Intimidade é poder queimar o único pão para o café da manhã, quando está nevando lá fora, ficar p… da vida e blasfemar enquanto o íntimo ali presente também reclama de você, mas no fim riem juntos e comem ovo mexido com cream cracker, prometendo abastecer o freezer de baguete congelada da próxima vez.

Mas não há só filhos e problemas na intimidade. Há o bônus de conhecer o percurso alheio de olhos fechados. Embora seja bom deixar as pálpebras abertas para os ônus. Porque intimidade é nada mais do que ver de perto. Enxergar a olho nu aquilo que os não-íntimos só conseguiriam ver através de microscópios.

Intimidade leva tanto às indecentes remelas no olho pela manhã, como ao conforto de um sexo em cadência lenta, às 5 da tarde, depois da siesta de domingo, minutos antes de ver o Neymar defendendo o PSG pelo canal de esporte.

E nem só de pessoas ficamos íntimos. Também podemos colher frutos e enfrentar as adversidades consequentes da intimidade com uma cidade. Tenho uma grande amiga que costuma dizer “Morar em Paris estraga Paris”. Na verdade, o que ela quer dizer é que ser íntima da cidade mais icônica do planeta traz à tona questões completamente despercebidas aos olhos dos visitantes aleatórios.

O mau humor do garçom pode ter seu charme para contar às gargalhadas numa mesa à beira mar no Rio, depois de uma estadia de uma semana na Cidade Luz. Mas enfrentar isso dia a dia cansa, machuca, irrita. Isso é intimidade. Intimidade é estar presente sem maquiagem, sem o véu do deslumbre. É encontrar o “ratatouille” passeando no chão do seu café preferido e até achar “normal”. É já não considerar o metrô, com quase 20 linhas e centenas de estações, o transporte mais legal do mundo, com seus atrasos e os mal-educados usuais em todos os transportes coletivos de grandes cidades.

Em compensação, intimidade também é sair da biblioteca depois de exaustivas 8 horas estudando uma matéria que você não consegue entender e dar de cara, literalmente, com a torre Eiffel piscando para você. Ou dar informação a uma horda de turistas americanos procurando um hotel que estava ao lado, mas o aplicativo deles insistia em manda-los para a filial da rede em Los Angeles.

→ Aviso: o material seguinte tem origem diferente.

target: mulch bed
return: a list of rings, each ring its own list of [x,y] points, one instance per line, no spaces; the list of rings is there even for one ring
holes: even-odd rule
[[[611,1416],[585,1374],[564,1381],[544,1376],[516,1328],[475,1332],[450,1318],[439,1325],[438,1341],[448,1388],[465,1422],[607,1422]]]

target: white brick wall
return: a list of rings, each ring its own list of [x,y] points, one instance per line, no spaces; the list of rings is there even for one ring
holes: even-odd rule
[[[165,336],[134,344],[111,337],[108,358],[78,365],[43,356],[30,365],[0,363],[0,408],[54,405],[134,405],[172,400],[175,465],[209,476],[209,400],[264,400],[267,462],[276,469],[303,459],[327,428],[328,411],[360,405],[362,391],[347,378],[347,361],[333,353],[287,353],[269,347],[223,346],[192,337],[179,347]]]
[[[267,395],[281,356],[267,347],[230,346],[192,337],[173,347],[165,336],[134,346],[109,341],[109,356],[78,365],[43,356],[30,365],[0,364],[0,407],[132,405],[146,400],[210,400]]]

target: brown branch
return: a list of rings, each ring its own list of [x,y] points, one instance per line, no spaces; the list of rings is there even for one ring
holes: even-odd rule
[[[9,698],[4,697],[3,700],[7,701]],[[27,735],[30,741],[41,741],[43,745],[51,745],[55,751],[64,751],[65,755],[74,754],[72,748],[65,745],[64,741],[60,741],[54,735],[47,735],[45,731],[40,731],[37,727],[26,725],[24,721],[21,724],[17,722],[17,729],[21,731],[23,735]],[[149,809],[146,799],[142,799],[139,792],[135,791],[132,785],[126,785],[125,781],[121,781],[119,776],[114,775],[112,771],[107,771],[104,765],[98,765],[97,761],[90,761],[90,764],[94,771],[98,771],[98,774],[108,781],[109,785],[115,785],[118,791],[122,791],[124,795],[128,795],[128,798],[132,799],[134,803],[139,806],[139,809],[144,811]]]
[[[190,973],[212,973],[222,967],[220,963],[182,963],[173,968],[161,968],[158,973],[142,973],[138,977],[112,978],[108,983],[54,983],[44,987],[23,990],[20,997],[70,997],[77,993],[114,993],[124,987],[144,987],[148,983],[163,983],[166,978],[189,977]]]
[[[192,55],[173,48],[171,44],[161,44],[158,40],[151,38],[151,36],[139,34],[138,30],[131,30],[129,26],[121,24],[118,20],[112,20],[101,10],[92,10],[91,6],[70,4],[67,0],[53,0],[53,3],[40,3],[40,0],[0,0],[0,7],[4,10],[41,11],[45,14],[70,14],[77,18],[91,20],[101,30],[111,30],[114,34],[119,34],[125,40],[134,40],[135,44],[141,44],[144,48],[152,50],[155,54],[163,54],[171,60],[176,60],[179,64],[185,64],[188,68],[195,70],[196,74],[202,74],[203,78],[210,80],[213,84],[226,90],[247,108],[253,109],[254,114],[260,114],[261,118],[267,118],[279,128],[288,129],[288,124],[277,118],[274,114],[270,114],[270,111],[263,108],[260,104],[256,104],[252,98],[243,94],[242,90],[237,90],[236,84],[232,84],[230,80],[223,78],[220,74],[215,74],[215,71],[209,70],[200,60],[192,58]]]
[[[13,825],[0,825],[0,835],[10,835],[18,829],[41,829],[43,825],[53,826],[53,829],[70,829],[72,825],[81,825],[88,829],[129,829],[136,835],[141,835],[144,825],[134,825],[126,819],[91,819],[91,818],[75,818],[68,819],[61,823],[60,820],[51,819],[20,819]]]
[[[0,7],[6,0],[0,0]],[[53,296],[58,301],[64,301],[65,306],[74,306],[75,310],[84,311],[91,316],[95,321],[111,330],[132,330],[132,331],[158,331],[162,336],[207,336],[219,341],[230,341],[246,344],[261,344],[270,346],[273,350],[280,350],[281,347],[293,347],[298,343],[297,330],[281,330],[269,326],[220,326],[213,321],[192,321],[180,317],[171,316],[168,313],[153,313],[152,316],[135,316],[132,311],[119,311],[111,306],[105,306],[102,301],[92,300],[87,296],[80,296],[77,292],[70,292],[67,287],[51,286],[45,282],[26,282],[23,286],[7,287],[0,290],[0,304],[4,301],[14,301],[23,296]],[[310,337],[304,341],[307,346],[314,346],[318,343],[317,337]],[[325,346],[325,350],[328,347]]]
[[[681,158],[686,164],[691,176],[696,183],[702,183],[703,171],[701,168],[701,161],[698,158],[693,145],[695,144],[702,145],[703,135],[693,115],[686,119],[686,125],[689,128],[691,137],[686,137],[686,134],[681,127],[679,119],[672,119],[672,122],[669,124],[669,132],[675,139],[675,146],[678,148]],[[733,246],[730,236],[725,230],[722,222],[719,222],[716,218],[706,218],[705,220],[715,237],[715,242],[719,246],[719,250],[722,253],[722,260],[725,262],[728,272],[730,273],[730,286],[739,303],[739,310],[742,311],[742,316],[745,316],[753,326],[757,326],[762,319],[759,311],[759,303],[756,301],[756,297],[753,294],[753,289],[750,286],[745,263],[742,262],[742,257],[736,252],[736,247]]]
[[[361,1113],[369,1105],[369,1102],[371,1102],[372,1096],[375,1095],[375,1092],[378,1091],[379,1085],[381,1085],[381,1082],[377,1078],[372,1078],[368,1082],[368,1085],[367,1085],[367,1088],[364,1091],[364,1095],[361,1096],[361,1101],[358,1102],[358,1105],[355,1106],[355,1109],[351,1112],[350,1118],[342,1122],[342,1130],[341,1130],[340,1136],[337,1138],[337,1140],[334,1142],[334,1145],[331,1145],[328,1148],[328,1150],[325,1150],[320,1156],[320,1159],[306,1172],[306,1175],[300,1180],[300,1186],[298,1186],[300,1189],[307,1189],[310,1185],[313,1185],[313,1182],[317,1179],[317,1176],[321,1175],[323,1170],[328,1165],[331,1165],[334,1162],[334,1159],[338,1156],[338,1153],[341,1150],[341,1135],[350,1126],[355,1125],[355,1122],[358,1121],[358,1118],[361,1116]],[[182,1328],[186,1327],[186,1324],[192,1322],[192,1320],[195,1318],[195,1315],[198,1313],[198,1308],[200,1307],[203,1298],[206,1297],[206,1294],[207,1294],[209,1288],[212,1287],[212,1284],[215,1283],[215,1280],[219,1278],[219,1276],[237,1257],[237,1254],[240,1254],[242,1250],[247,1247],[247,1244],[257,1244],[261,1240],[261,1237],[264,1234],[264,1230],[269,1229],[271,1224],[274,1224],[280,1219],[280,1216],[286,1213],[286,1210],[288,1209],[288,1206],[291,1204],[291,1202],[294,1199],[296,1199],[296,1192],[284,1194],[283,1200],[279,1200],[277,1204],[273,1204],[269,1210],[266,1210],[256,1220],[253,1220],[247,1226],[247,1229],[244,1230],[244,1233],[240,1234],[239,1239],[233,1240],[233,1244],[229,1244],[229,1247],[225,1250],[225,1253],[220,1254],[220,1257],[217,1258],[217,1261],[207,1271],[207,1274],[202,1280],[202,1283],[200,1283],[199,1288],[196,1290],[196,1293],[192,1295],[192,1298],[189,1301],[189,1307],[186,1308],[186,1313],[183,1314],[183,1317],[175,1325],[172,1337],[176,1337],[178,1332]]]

Intimidade é saber usar a bicicleta fornecida pela prefeitura, que, aos olhos do visitante ocasional, parece requerer formação em engenharia na Nasa para entender como funciona o sistema. Intimidade com uma cidade é ter um bar ao lado de casa onde os garçons te chamam pelo nome, dão beijinho e chorinho de cerveja se a gente fica até fechar. Ou ouvir dos amigos que visitam “Nossa! Jamais conheceria este restaurante- museu- jardim- passeio- loja- vinho- prato se não fosse você! Nada como estar na companhia de um local!”

Intimidade é ficar de saco cheio e fugir nas férias, para depois voltar morrendo de saudade e sentindo-se no seu lugar. Intimidade é olhar a Notre Dame e repetir mil vezes “Paris, é com você que desejo ter filhos e problemas até que a morte nos separe”.